The stock market took investors on a roller-coaster ride last week, with losses on Thursday and Friday taking away much of the ground major market benchmarks had regained early in the week. However, market participants generally seem as though they want to believe in the staying power of consumers and the broader economy. Stock index futures were up Monday morning as much as half a percent.

A couple of big-name stocks made it into the spotlight, although the news behind the moves was mixed. Lululemon Athletica (LULU 1.31%) got a nice boost to its share price as it earned a highly prestigious accolade in the investing community. However, Pfizer (PFE 0.55%) shares moved lower on a company warning about what the future will bring. Below, you'll see all the details you need to know.

Lululemon gets an invitation

Shares of Lululemon Athletica were higher by about 6% in premarket trading Monday morning. The move came as the yoga and athletic apparel pioneer got an invitation to join the S&P 500 index.

S&P Dow Jones Indices announced that it had tapped Lululemon as a replacement to fill an open spot in the S&P 500. The spot was vacated by Activision Blizzard, which Microsoft acquired on Oct. 13 following a long battle with antitrust regulators who had challenged the deal. Shares of Lululemon will become part of the calculation process for the S&P 500 as of the beginning of trading on Wednesday, Oct. 18.

The move is noteworthy because Lululemon is headquartered in Canada. S&P Dow Jones Indices' methodology requires that index constituents be stocks of "U.S. companies." However, for the index manager's purposes, a company can meet that definition by making required reports with the U.S. Securities and Exchange Commission; having a listing on the New York Stock Exchange, Nasdaq, or certain other U.S. exchanges; and by having more fixed assets and revenue in the U.S. than in any other jurisdiction.

The size of the stock price move suggests that investors were equally surprised that S&P Dow Indices tapped Lululemon. Nevertheless, with the overall goal of providing representation of stocks of companies with a significant impact on the U.S. economy, Lululemon makes a worthy choice.

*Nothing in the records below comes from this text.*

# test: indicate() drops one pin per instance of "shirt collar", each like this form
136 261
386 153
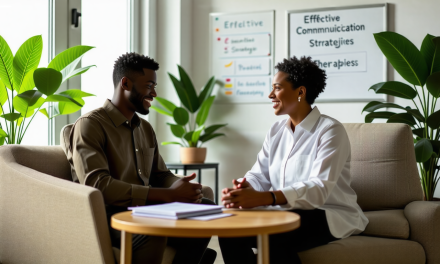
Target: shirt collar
117 117
309 122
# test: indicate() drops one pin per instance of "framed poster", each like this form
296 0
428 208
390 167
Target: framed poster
341 42
241 55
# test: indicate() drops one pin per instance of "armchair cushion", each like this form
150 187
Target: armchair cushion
365 250
383 166
424 221
387 223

Pfizer sees lower COVID-19 product sales

Meanwhile, shares of Pfizer were volatile in premarket trading on Monday morning. Shares initially lost ground following an announcement from the drugmaker about its 2023 guidance, with sales of its COVID-19 vaccine Comirnaty and its antiviral treatment Paxlovid expected to fall short of previous projections.

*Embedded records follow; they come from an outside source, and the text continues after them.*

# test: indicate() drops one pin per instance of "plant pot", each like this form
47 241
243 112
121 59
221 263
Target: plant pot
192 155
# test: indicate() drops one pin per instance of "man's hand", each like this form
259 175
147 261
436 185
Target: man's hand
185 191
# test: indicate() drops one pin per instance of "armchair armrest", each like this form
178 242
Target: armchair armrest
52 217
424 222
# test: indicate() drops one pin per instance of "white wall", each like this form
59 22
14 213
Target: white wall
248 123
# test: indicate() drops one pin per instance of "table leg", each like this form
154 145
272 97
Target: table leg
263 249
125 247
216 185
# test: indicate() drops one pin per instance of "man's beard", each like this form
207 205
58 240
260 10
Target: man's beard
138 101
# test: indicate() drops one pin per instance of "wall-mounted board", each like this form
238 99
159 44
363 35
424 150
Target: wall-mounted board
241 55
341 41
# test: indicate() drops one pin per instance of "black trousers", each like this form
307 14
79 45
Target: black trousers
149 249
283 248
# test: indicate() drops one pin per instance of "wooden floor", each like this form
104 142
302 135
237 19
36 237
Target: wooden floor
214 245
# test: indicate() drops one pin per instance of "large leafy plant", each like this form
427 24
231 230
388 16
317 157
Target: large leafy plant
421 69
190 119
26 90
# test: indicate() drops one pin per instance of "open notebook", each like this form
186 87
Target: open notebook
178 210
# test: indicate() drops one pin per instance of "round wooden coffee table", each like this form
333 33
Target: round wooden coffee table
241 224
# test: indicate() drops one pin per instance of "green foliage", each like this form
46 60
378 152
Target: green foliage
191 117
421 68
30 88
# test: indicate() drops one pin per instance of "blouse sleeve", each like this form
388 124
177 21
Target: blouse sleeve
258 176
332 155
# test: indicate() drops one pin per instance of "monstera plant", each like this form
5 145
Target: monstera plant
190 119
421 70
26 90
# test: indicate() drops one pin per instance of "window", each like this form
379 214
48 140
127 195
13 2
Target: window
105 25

Pfizer had originally expected sales of Paxlovid and Comirnaty to come in at around $21.5 billion for 2023. However, weaker demand for the two COVID-19 products has led the company to reduce that projection by roughly $9 billion. As a result, Pfizer now sees full-year revenue of between $58 billion and $61 billion, with the COVID-19-related shortfall being entirely responsible for the drop. Specifically, Pfizer sees Paxlovid sales coming in $7 billion under previous guidance, while Comirnaty could see a $2 billion shortfall. Pfizer did note that as vaccination season is beginning and new boosters are available, it's too early to make a strong projection about Comirnaty in the fourth quarter.

In addition, Pfizer cut its earnings guidance. The company now sees adjusted full-year earnings of between $1.45 and $1.65 per share, down by more than half from its original range of $3.25 to $3.45 per share.

Some of the hit came as Pfizer renegotiated its supply contract with the U.S. government to account for weak demand. Pfizer reiterated that its non-COVID-19 products are producing growth, and that's likely why its stock is performing better than vaccine stock partner BioNTech, whose shares dropped more than 4%.